OPEN DATA Berlin ist bei der Veröffentlichung von Geodaten Vorreiter, so Mathias Schindler von Wikimedia

Mathias Schindler

■ 31, arbeitet als Projektmanager bei Wikimedia Deutschland. Bereits seit dem Jahr 2003 ist er Wikipedianer und in der Freizeit Autor auf Netzpolitik.org.

taz: Herr Schindler, seit dem 1. Oktober sind viele Geodaten Berlins kostenlos verwendbar. Wozu ist das gut?

Mathias Schindler: Die Anwendungsmöglichkeiten sind fast unendlich. Aber ich zögere, konkrete Beispiele zu nennen. Denn es geht genau um das Gegenteil. Früher war das Paradigma: Eine Behörde überlegt sich, welche Anwendungsformen es wohl für ihre Daten geben mag. Dann erstellt sie eine Preistabelle und kalkuliert gleich mit ein, was es den Leuten bringen würde. Jetzt heißt es: Wir drehen das politisch um – macht doch, was ihr wollt damit, und behelligt uns nicht mehr mit Verhandlungen über Nutzungsrecht und Entgelt. Macht, was euch sinnvoll erscheint, und sei es, dass eine Schülerin für eine Hausarbeit mal echte Daten in die Hand nehmen darf.
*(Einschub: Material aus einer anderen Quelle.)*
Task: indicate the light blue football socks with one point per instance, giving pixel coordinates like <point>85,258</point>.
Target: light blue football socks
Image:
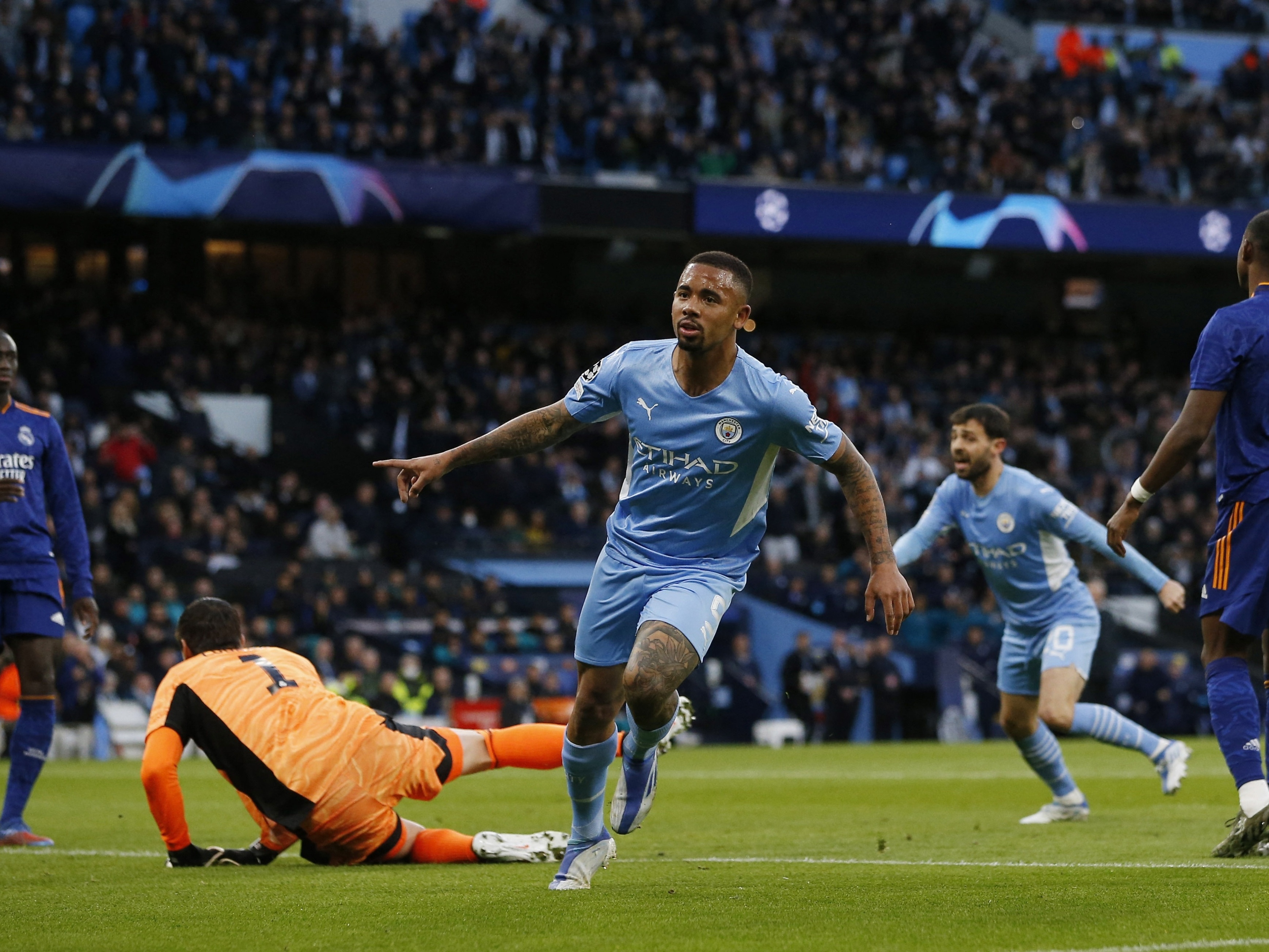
<point>641,743</point>
<point>585,770</point>
<point>1042,753</point>
<point>1110,727</point>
Können Sie trotzdem Beispiele nennen?

Die Geografen an der Uni Potsdam haben eine süße Anwendung entworfen: Die nutzt Kartenmaterial, Fahrpläne des öffentlichen Nahverkehrs und Wohnungsanzeigen. Da definiert man mehrere Orte, etwa den Arbeitsplatz und den Wohnort des Partners, und sagt: Ich möchte eine Wohnung finden, die mit dem Nahverkehr von beidem maximal 30 Minuten entfernt ist.

Was ist denn der Unterschied zwischen diesen Geodaten und Alternativen wie etwa Google Maps?
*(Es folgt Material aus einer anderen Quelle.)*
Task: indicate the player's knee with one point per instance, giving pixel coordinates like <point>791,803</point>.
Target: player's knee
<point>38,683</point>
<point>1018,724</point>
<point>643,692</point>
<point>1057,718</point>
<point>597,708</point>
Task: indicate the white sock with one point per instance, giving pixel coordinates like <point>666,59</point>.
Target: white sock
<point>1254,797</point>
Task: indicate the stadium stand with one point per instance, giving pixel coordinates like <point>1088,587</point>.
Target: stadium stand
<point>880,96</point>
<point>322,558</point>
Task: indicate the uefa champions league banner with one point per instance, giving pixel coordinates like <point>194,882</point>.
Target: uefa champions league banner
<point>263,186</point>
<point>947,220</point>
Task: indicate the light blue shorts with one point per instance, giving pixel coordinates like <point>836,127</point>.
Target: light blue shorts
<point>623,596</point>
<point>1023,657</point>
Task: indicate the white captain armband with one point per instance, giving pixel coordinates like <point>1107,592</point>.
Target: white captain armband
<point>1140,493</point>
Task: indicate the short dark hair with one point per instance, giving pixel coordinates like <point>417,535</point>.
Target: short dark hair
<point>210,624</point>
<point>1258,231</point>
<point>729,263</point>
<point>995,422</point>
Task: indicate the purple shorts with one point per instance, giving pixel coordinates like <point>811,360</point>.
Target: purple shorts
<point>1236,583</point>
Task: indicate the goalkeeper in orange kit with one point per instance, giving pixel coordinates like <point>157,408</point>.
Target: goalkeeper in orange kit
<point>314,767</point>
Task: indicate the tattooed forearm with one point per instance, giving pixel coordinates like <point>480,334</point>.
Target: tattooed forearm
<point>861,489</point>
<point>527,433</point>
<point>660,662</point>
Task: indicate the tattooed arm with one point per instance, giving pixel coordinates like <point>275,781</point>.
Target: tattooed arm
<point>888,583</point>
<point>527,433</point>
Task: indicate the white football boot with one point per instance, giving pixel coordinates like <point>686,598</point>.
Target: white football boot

Man könnte manches auch mit Google Maps machen. Das wäre zunächst auch kostenlos, aber die Daten sind nicht beliebig nachnutzbar und nicht auf eigenen Servern verwendbar.

Kann man denn Daten, deren Erhebung von der öffentlichen Hand finanziert wurde, einfach verschenken, damit andere damit Profit machen?

Diese Frage habe ich mir sehr häufig gestellt. Aber es gab auch, als man die Daten noch verkauft hat, keine nennenswerten Einnahmen. Der Nutzen für die Gesellschaft ist so größer, als zu versuchen, das irgendwie zu monetarisieren.

Ist das Land Berlin in diesem Fall eher Vorreiter oder eher Nachzügler?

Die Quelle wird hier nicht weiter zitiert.